Say Cheese

School Picture Day always promised greatness. You’d comb your hair, wear the shirt your mom swore was “nice,” and hope the photographer caught your good side. Instead, you got immortalized with a crooked smile, a zit glowing like a supernova, and a background that looked like the inside of a laser tag arena. And somewhere in the archives, that photo still exists.

Nachos know the feeling. They spend all morning getting ready — guac carefully dabbed into place, sour cream smoothed into perfect highlights, jalapeños arranged like accessories that scream “effortless.” They practice their best angles, making sure no chip sticks out weirdly or looks too greasy. But when the big moment comes and the camera flashes, it all falls apart.

The cheese sweats under the lights, salsa runs exactly where it shouldn’t, and one rogue chip manages to glare at the lens like it knows this is going to haunt it forever. The proof arrives weeks later: a glossy 8x10 of nachos that look less “photogenic” and more “mugshot.”

The nachos stare at their own picture and wince.

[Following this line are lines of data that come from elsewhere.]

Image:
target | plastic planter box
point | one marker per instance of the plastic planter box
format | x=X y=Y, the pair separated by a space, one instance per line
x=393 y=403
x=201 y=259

The guac looks off-color, the sour cream blotched, the cheese stretched in ways that don’t flatter anyone. They wonder if maybe they should have tilted their chips differently, or smiled with less salsa. But the damage is done. That photo gets handed out, stuck in lockers, tucked into wallets — and every time it shows up, the nachos wish they could crawl back under the tray liner.

Because Picture Day isn’t about capturing perfection. It’s about cementing awkwardness forever. And in that sense, nachos nailed it.